So last night I watched ‘V’ for Vendetta with a friend and even though there was some definite soussing about with the event chronology, I enjoyed it. (Sidenote, I think it’s safe to say that Vertigo (on DC) is by far my favourite comic label, and any movie based on a work by Alan Moore has got to have at least some interest to it; I can’t imagine even Hollywood fucking up one of his stories completely.)
So, the movie. I’m sure you all get the gist from the trailer; I thought it was 3 parts 1984, 1 part Phantom of the Opera, and 1 part Cyrano de Bergerac. For those of you who don’t know however…
Basic plot: Britain “in the not too distant future” has become a theocracy ruled over by the power-mad High Chancellor. The whole place is swarming with closed-circuit TV and corrupt Fingermen monitoring the populace and dispensing terror at whim. One night Evey, wandering around past curfew, runs into, and is rescued from, said corrupt Fingermen, by none other than the mysterious V. Thus begins a year-long, delicate, and mostly idealogical relationship.

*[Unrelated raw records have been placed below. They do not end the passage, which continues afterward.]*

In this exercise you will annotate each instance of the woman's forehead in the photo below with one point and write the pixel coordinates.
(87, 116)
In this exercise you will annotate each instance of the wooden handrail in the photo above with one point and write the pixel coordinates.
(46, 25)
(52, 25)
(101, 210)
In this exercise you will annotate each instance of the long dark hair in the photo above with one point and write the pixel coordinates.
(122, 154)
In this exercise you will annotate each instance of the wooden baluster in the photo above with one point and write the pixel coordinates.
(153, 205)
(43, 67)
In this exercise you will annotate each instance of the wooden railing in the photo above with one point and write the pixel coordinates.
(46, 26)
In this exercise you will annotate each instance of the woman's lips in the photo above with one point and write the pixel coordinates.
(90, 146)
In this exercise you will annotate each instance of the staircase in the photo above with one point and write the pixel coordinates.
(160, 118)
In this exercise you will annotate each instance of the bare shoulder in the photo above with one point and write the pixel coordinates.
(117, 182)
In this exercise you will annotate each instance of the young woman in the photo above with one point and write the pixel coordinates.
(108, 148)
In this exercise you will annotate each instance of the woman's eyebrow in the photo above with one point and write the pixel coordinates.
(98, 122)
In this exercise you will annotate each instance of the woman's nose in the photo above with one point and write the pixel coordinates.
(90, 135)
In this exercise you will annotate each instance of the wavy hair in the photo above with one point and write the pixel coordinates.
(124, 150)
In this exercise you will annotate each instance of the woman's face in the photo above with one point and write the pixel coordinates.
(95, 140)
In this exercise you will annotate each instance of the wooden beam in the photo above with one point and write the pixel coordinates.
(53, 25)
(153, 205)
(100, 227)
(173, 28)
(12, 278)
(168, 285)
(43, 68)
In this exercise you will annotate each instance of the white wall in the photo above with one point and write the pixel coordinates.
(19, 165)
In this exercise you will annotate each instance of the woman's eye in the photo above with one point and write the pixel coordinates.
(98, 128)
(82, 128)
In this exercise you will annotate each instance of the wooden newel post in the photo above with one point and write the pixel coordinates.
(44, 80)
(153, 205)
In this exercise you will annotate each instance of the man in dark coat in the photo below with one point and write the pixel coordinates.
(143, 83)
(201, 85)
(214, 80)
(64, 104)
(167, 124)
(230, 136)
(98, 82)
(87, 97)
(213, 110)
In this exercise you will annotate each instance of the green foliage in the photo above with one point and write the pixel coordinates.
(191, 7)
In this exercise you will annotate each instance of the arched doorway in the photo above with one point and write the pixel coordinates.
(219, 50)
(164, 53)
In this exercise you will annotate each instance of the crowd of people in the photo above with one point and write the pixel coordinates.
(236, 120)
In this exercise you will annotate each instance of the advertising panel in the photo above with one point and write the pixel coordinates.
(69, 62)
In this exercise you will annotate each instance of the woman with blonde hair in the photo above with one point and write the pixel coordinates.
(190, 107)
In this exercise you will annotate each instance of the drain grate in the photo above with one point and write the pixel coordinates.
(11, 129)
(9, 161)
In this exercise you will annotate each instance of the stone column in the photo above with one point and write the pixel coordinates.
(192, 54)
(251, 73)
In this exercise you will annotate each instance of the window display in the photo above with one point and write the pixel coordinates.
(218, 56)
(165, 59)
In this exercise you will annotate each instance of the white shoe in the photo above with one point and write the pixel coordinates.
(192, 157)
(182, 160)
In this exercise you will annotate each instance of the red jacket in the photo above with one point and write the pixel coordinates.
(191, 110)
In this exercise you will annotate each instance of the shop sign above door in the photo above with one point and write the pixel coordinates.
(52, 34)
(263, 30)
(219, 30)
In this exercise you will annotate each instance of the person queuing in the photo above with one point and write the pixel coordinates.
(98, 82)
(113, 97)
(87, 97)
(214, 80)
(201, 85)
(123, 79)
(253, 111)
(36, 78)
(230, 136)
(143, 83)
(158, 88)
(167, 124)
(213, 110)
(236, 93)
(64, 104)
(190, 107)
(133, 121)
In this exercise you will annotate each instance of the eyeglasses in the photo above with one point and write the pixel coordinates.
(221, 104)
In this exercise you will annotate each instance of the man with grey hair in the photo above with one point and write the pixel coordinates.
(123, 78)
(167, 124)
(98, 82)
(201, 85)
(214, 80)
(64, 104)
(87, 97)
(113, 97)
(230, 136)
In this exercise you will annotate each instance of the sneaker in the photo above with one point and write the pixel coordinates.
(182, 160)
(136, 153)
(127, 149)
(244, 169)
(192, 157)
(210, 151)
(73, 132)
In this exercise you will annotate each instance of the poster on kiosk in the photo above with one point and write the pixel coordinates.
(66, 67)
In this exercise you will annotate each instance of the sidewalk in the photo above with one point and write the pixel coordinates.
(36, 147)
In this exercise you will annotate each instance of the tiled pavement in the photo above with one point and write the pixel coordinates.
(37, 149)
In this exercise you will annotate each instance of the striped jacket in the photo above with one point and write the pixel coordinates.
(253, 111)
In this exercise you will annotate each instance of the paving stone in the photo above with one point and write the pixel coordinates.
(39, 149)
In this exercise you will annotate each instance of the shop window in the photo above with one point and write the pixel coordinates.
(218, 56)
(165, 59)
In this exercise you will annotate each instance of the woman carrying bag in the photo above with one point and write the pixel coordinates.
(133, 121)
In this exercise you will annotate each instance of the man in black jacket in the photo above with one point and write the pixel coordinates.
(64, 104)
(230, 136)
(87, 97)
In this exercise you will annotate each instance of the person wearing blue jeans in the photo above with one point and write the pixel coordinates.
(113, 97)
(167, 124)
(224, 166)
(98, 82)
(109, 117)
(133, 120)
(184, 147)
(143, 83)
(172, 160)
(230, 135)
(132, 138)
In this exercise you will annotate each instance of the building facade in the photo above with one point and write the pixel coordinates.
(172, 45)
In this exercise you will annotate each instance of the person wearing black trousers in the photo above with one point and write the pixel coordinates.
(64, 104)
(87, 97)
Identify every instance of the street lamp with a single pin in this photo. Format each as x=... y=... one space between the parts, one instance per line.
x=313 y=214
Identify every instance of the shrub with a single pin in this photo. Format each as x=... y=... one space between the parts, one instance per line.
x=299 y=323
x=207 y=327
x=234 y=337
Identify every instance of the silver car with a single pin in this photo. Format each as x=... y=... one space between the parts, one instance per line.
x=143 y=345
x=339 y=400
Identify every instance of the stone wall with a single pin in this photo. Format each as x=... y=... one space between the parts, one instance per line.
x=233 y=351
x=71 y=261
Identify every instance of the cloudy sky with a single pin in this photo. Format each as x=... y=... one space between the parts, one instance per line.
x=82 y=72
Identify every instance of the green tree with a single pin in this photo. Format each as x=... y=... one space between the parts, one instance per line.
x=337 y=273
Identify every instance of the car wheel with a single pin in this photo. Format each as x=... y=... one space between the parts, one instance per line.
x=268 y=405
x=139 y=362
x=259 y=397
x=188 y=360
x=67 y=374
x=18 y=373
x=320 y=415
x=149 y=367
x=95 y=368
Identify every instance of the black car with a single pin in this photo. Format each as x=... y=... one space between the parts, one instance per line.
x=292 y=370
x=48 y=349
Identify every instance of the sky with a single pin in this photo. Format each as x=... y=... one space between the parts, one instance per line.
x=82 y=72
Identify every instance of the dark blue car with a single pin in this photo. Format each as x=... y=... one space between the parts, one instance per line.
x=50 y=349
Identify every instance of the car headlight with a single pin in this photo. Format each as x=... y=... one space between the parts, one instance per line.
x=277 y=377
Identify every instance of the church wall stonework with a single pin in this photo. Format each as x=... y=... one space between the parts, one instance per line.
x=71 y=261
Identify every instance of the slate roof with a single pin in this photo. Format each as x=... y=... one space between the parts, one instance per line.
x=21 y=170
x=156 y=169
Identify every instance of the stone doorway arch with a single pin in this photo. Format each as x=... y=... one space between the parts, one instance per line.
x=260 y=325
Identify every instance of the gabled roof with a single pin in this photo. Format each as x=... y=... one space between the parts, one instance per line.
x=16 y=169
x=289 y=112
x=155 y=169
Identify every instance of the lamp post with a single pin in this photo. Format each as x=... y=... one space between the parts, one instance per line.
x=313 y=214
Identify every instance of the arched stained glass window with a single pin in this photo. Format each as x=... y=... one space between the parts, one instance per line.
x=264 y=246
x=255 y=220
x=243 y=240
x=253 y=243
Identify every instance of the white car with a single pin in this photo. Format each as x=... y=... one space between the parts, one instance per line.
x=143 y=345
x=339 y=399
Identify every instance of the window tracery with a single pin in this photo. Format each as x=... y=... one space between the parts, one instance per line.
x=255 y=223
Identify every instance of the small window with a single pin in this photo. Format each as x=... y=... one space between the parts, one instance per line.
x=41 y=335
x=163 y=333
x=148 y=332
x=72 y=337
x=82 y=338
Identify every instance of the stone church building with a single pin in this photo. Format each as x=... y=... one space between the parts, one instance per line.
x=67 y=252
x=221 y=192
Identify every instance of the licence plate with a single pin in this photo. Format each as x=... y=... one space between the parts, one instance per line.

The characters: Evey is the everywoman, the person we normal theatre-going folk can relate to for emotions. Her outrage, her helplessness, her constant war with her own fear, they’re things that — if you get into the world of the movie — should feel very easy to get a grip on. Detective Finch is also in the everyman category; we feel comfortable with his hesitance to probe too deep into the motives of his own “benevolent” government, but feel compelled, both by curiosity and the desire to Do Right. Between the two of them, the audience is pretty much covered. (Except for the up-and-coming evil villains among us, obviously, but I’m sure they can relate to some of the Chancellors.)
V, on the other hand, is a complete mystery. Or at least he is in the comics. In the movie he’s a great deal less mysterious, but still retains the important anonymous aspects. The movie played a lot with the idea of coincidence, which I thought was kind of cool, although the Wachowsky brothers tried too hard to “suggest” (by which I mean pound the audience relentlessy with) the idea of event symmetry. It cheapened Evey’s “awakening” in my opinion; film directors really need to start trusting audiences to just get it on their own. I mean, Jesus, they understood the comics, didn’t they? And the whole art of the graphic novel is that it’s understated for moments like that; that’s what makes it art.
Anyway, mini-rant aside, it was thoroughly enjoyable. It’s shouldn’t surprise anyone with the plot; it’s pretty much given away in the trailer. The movie is not a cliff-hanger, it’s a warning against complacency with bits of humanity threaded in for colour. I’d give it 8 out of 9 if you’re seeing it in theatres. I wouldn’t recommend buying it, just because the re-watch-ability of this is maybe 6.8 out of 9 at most; if you really love the characters/story, pick up the comic.